For the first time in the college’s history, a student advanced to the final round of the sound design exhibition. That student was theater major Sarah Bird, of Tewksbury, who took home the Focal Press/Rafael Jaen Showcase Award for Excellence in Sound Design.
In addition, Abigail Seabrook and Jon Gray, both of Newburyport, were lauded as “a powerhouse pair of actors” by the respondents to their acting exhibition. Seabrook and fellow student Hannah Heckman-McKenna of Salem, N.H. both had an opportunity to audition for the famous Manhattan theater Circle in the Square, while their peer Benjamin Beverage of Lawrence advanced his application process for an internship with Commonwealth Shakespeare Company.
On the faculty side of things, adjunct theater professor Brianne Beatrice — who served as their coach for the duration of the festival — presented her eighth annual Master Meisner Acting Workshop to a crowd of nearly 200 students from around the region.
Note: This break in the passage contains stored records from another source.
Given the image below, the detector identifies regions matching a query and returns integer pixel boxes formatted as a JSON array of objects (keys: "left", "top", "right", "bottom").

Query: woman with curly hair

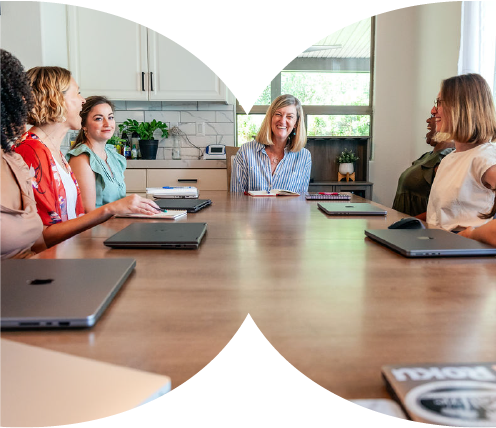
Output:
[
  {"left": 0, "top": 49, "right": 44, "bottom": 259},
  {"left": 15, "top": 67, "right": 160, "bottom": 247}
]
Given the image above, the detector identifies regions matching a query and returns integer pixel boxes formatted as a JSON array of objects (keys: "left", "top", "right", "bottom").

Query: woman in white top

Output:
[
  {"left": 426, "top": 74, "right": 496, "bottom": 230},
  {"left": 15, "top": 67, "right": 159, "bottom": 247}
]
Afterward, she was invited by three separate universities to present a guest theater workshop on their campuses. This follows on the heels of Beatrice’s success last month, when she won an award for her performance in a Gloucester Stage Company production.
Started in 1969 by Roger L. Stevens, the Kennedy Center’s founding chairman, the Kennedy Center American College Theater Festival is a national theater program involving 18,000 students from colleges and universities nationwide, which has served as a catalyst in improving the quality of college theater in the United States. The KCACTF has grown into a network of more than 600 academic institutions throughout the country, where theater departments and student artists showcase their work and receive outside assessment by KCACTF respondents. For more information, visit the official website.
NECC offers an associate degree in liberal arts: theatre option which gives students the opportunity to sample various aspects of theater. Individuals can take courses in acting, directing, improvisation, children’s theater and may earn credits for working on college productions in stage management and technical theater.